The vibrations of a string of length 60 cm fixed at both ends are represented by the equation `y=4sin((pix)/15) cos (96 pi t)`, where x and y are in cm and t in seconds.
(a)What is the maximum displacement of a point at `x = 5cm`?
(b)Where are the nodes located along the string?
(c)What is the velocity of the particle at x=7.5cm and t=0.25s?
(d)Write down the equations of the component waves whose superposition gives the above wave.

The given equation for standing waves in the string is
` y = 4 sin ((pi x)/(15)) cos (96 pi t)` (i)
i. The amplitude of the waves is given by
` A = 4 sin ( pi x)/(15)` (ii)
Therefore , the maximum displacement or amplitude at ` x = 5 cm` is
`A = 4 sin ( pi xx 5)/(15) = 4 sin (pi)/( 3)`
` = 4 sin 60^(@) = 4 xx ( sqrt( 3))/(2) = 2 sqrt(3) = 2xx 1.732 = 3.464 cm`
ii. The position of zero displacement or nodes are given by
`sin (pi x)/(15) = 0 or (pi x)/( 15) = r pi ( where r = 0 , 1 , 2, 3,...)`
`rArr x = 15 r rArr x = 0, 0.15 cm , 0.30 cm , ....`
iii. Differentiating Eq. (i) with respect to `t` , we get velocity of particle
` u = (dy)/(dt) = - 4 xx 96 pi sin ((pi x)/( 15)) sin (96 pi t)`
Substituting ` x = 7.5 cm and t = 0.25 s`.

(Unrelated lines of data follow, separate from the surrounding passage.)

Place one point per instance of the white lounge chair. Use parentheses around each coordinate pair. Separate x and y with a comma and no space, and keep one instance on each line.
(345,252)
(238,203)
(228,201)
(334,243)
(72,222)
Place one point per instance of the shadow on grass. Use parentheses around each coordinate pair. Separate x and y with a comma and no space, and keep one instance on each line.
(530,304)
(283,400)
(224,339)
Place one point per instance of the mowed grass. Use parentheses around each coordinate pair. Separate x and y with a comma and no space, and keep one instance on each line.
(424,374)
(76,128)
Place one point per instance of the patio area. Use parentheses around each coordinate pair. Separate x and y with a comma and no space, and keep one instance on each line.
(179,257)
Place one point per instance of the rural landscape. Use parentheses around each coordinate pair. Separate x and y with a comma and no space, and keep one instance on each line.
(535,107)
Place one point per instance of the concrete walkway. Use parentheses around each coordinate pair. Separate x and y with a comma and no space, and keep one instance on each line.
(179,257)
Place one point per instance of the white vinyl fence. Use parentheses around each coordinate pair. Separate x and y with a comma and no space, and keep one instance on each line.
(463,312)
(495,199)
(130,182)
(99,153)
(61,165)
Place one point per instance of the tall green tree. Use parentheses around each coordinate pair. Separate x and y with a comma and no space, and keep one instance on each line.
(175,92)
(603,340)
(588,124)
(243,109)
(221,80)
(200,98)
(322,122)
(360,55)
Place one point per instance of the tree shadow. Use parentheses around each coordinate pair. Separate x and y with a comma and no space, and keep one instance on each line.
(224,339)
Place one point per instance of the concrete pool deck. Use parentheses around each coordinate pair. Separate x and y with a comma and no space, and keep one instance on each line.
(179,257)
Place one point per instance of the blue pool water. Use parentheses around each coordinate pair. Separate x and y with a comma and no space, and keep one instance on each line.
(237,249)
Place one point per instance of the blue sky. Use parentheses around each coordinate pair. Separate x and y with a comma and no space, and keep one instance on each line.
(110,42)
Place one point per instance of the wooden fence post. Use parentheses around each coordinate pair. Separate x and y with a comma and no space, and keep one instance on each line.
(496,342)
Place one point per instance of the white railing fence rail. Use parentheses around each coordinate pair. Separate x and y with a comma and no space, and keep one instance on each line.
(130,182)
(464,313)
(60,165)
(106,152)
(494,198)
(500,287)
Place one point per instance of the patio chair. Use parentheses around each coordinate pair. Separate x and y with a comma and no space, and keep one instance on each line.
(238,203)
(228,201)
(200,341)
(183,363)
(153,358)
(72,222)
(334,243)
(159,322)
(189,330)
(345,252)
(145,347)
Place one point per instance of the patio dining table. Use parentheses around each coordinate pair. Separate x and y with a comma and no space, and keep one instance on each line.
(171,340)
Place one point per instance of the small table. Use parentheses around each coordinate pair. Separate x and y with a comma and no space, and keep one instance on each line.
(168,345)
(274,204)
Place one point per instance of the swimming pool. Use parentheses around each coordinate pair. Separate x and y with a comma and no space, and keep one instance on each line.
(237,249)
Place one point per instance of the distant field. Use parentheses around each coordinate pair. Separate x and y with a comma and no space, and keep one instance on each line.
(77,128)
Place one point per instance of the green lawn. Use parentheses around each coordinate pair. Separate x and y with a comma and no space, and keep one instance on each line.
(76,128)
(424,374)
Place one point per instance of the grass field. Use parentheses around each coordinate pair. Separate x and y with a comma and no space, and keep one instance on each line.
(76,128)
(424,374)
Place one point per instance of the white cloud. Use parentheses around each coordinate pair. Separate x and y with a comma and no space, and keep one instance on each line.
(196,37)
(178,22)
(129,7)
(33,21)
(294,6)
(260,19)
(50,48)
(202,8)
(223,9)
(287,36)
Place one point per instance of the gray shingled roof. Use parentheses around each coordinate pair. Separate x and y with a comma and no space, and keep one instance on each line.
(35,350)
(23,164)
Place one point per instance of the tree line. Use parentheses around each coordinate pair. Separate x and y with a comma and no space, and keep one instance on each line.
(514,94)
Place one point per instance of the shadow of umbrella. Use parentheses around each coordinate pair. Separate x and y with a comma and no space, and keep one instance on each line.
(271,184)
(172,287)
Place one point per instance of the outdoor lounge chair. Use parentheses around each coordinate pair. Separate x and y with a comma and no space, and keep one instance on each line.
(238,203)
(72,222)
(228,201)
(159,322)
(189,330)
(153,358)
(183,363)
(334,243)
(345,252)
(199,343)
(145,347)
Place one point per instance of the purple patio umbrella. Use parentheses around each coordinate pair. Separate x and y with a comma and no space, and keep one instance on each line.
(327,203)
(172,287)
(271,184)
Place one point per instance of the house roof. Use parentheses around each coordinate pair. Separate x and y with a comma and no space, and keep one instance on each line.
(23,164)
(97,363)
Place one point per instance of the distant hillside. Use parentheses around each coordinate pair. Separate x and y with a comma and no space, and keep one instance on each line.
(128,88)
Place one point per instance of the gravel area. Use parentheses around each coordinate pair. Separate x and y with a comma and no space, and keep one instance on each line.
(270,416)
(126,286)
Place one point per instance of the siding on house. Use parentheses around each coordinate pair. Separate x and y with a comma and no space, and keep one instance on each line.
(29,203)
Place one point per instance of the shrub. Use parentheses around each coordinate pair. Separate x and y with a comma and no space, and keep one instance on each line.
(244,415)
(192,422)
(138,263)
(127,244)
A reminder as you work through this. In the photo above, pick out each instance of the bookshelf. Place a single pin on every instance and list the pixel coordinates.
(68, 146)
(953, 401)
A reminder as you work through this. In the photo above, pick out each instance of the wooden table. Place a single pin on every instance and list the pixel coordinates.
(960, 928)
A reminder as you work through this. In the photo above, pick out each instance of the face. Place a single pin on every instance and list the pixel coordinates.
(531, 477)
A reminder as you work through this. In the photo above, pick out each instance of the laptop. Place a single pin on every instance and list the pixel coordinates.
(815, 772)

`u = - 384 pi sin (( pi xx 7.5)/(15)) sin (96 pi xx 0.25)`
` = - 384 ( pi//2) sin (24 pi) = 0`
Using the relation
` 2 sin A cos B = sin ( A + B) + sin ( A - B)`
Equation (i) may be expressed as
` y = 2 [ sin {(pi x)/(15) + ( 96 pi t)} + 2 sin { (pi x)/(15) - (96 pi t)}]`
` = 2 sin {pi x)/(15) + 96 pi t + 2 sin {(pi x)/(15) - 96 pi t} = y_(1) + y_(2)`
Therefore , the component waves are given by
`{:(y_(1) = 2sin (96pit +(pix)/15)),(y_(2)=-2sin(96pit -(pix)/15)):}`